Produce more viable eggs

This one is fairly simple. Female humans (I don't know if this is true for other mammals, but it probably is) are born with a finite number of ova, perhaps a few thousand. A lot of these are lost in the early years, until at puberty the typical woman has a few hundred viable eggs. At one a month, this will last for a couple of decades.

If you can tamper with the genetics a little, causing female babies to be born with more eggs and/or making a larger percentage of them turn out to be viable (which might call for larger ovaries, but don't take my word on that), you can extend the childbearing period, at least in theory. It won't cover an infinite number of years, but I'm not under the impression you're looking for outright immortality. This may also require tampering with the mechanism that causes menopause, since I'm pretty sure that running out of eggs is not the only factor.

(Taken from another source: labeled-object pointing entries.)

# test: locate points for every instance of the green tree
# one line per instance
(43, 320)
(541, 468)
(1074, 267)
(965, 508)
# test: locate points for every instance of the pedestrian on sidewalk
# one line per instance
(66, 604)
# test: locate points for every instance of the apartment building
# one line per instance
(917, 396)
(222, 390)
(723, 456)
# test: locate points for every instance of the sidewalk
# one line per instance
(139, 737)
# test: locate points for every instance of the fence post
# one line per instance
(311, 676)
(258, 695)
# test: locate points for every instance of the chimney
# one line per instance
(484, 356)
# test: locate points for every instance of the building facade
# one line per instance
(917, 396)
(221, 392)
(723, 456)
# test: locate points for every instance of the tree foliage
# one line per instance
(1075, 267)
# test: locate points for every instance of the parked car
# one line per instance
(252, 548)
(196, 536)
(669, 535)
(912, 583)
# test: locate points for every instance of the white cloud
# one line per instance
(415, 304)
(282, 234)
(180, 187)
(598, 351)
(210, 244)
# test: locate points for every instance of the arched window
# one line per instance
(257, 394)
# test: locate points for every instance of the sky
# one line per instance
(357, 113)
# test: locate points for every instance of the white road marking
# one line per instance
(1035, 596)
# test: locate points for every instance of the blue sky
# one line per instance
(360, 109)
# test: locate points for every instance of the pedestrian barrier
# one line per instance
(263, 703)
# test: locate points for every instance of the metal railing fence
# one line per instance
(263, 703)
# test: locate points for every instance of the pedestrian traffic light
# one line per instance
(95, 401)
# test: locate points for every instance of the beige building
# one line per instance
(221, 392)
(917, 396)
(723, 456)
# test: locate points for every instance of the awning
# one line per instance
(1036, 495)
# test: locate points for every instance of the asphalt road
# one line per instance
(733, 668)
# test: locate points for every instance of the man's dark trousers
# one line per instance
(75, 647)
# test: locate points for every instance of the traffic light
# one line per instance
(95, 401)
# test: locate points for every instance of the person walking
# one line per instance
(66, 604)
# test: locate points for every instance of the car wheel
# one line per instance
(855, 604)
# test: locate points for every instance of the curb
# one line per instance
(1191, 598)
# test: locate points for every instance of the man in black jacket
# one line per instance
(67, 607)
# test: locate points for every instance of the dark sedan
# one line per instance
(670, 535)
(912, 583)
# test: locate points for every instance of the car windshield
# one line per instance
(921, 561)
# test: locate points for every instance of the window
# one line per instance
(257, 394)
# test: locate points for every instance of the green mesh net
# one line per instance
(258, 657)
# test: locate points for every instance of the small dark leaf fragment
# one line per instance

Modify the ovaries to produce eggs continuously, much like sperm

This one is self-explanatory; if women keep making eggs, they won't run out. This is the only solution (out of my list) that would work on the scale of thousands of years; the others would eventually fail if a woman had a few hundred children (by which point many would probably have perished of childbirth-related complications, but that's not really relevant here). There are potential side effects (older men generally have lower-quality sperm, I think due to DNA replication errors mounting up over time), so keep that in mind. Again, you'll have to make sure menopause isn't triggered by other means.

Change the reproductive cycle

Now we're getting into serious genetic modifications; this might be outside the scope of changes you're willing to run with. There's a couple of different paths to go with this, but the basic idea is to cut down on wasted ova by reducing or eliminating cases where an ova is released without being fertilized.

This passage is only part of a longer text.